Elsevier

Surgery

Volume 122, Issue 6, December 1997, Pages 1124-1131
Surgery

Reoperation in metastasizing medullary thyroid carcinoma: Is a tumor stage-oriented approach justified?

https://doi.org/10.1016/S0039-6060(97)90217-8Get rights and content

Abstract

Background. Lymph node metastases (LNM) are very often found in medullary thyroid carcinoma. After primary therapy, elevated levels of calcitonin are measurable in many patients. Because of the low sensitivity and specificity of diagnostic tools to detect micrometastases, the question remains whether an extended lymphadenectomy improves the chance of cure and whether this approach should be tumor stage oriented.

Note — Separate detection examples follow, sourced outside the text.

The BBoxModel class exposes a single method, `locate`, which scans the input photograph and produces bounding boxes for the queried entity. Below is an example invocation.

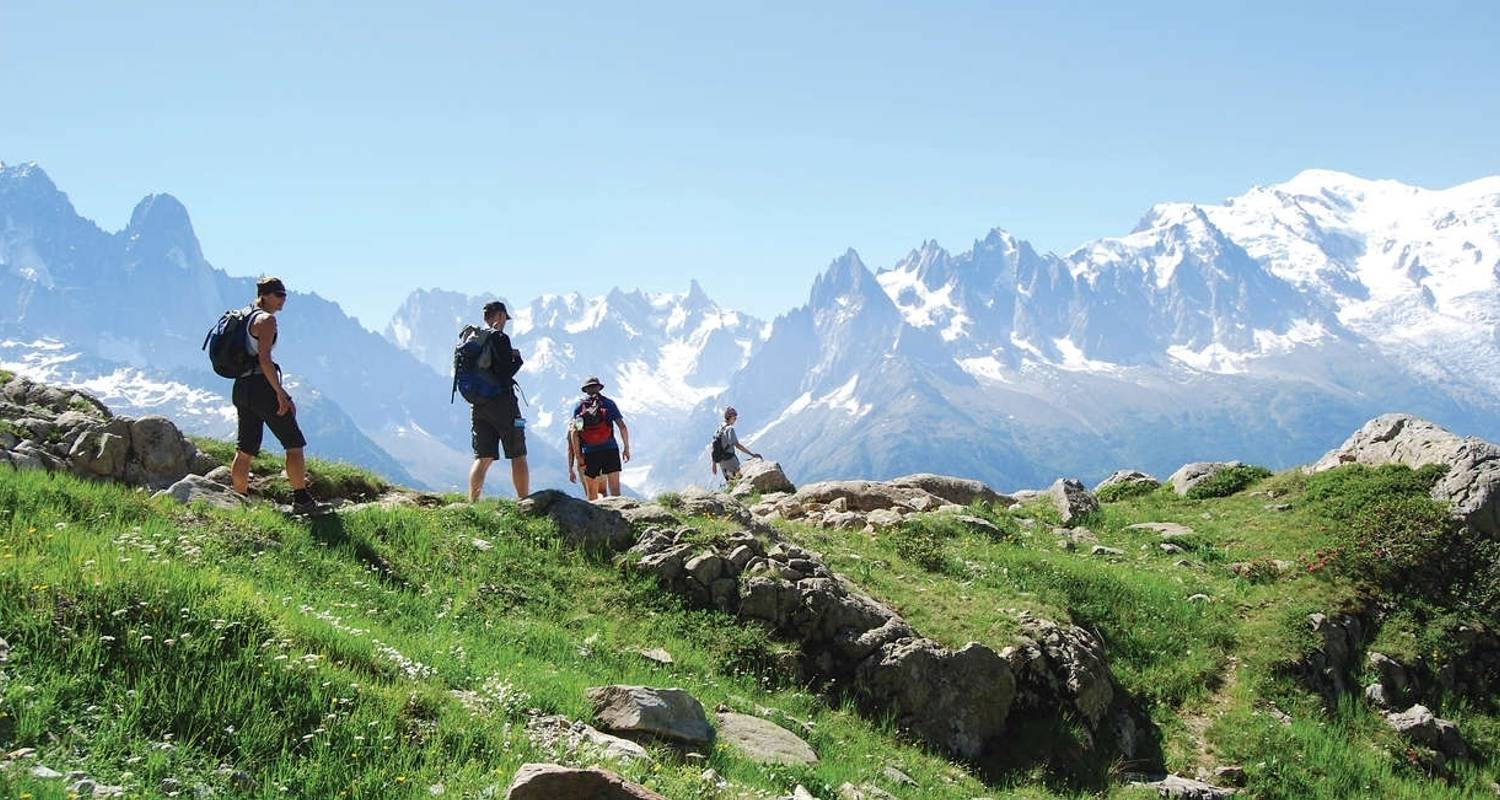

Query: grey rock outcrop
[1385,705,1470,758]
[855,639,1016,758]
[1167,461,1244,497]
[1310,414,1500,536]
[888,473,1016,506]
[1047,477,1100,525]
[588,686,714,747]
[506,764,668,800]
[1001,612,1115,726]
[1302,614,1365,707]
[519,489,635,549]
[155,474,245,509]
[1127,774,1238,800]
[719,711,818,765]
[737,458,797,494]
[527,714,651,761]
[1094,470,1161,494]
[0,378,218,489]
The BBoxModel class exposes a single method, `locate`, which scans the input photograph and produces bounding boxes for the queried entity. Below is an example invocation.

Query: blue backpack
[449,326,507,404]
[203,306,255,378]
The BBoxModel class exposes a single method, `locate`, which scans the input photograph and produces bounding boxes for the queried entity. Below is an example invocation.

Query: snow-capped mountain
[0,158,1500,492]
[0,164,558,486]
[659,171,1500,486]
[386,281,765,492]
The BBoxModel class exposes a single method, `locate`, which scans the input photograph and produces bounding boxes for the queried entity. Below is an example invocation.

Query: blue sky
[0,0,1500,329]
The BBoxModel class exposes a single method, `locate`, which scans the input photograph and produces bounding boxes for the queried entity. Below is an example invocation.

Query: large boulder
[783,480,942,513]
[1004,612,1115,728]
[1310,414,1500,536]
[125,416,198,489]
[1125,774,1238,800]
[1167,461,1244,497]
[506,764,668,800]
[521,489,635,549]
[735,458,797,494]
[1047,477,1100,525]
[588,686,714,747]
[888,473,1016,506]
[719,711,818,765]
[1094,470,1161,494]
[855,639,1016,758]
[1386,705,1470,758]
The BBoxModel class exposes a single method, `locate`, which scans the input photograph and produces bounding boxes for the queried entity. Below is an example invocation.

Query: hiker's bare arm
[251,314,297,416]
[567,428,579,483]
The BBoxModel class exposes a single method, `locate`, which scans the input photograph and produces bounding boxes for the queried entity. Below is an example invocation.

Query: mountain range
[0,159,1500,492]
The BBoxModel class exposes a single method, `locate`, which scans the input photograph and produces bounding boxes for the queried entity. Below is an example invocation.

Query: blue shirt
[573,395,626,453]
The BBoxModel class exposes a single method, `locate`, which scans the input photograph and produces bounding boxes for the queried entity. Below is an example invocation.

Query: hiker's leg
[230,450,252,494]
[287,447,308,491]
[470,458,495,503]
[510,456,531,500]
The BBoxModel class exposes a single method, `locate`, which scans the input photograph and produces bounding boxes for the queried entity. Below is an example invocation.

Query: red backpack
[578,395,615,447]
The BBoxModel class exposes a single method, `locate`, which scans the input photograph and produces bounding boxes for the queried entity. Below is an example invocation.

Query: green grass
[192,437,392,503]
[0,470,1058,798]
[0,462,1500,800]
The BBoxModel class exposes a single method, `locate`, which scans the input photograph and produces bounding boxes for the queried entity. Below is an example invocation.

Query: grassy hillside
[0,453,1500,800]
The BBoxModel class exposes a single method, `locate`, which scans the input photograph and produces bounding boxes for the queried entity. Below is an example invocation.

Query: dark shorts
[584,447,620,477]
[231,375,308,455]
[473,402,527,458]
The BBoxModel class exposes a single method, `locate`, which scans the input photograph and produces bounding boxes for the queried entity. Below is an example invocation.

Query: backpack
[578,395,615,447]
[449,326,506,404]
[203,306,255,378]
[710,428,735,464]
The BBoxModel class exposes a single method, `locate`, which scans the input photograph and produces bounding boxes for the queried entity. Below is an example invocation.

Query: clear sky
[0,0,1500,329]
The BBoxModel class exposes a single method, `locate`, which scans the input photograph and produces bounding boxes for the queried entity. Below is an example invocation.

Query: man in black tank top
[230,278,329,513]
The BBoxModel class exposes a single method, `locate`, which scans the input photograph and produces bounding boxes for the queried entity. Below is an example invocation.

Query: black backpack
[710,428,735,464]
[203,306,255,378]
[449,326,506,404]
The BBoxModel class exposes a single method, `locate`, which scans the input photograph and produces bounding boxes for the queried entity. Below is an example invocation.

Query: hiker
[230,276,330,513]
[710,405,761,483]
[569,375,630,500]
[453,300,531,503]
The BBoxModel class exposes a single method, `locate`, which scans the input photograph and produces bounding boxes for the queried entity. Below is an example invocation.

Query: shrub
[1188,464,1271,500]
[1094,482,1161,503]
[885,519,957,572]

Methods. We analyzed the results of 36 patients with medullary thyroid carcinoma consecutively reoperated from 1988 to 1996, performing microdissection of all four locoregional lymph node compartments.

Results. Pathologic tumor stage (pT) category was classified as pT1, n = 3; pT2, n = 22; pT3, n = 6; and pT4, n = 5. LNM were found in 34 patients (94%). The cervicocentral compartment contained LNM in 85%, the cervicolateral compartments in 41% to 54%, and the upper mediastinum in 36%. Patients with different pT category did not differ in the rate of LNM. Ipsilateral cervicolateral LNM were found in 50% to 71% and contralateral cervicolateral LNM in 14% to 40%. Nine (35%) of 26 patients without distant metastases were biochemically cured. In 10 patients (38%) calcitonin level decreased more than 50%.

Conclusions. LNM were almost always (94%) found in patients who have elevated calcitonin levels after primary therapy. In patients without distant metastases, four-compartment lymphadenectomy gives a chance of cure in 35%. A tumor stage-oriented approach does not seem to be justified.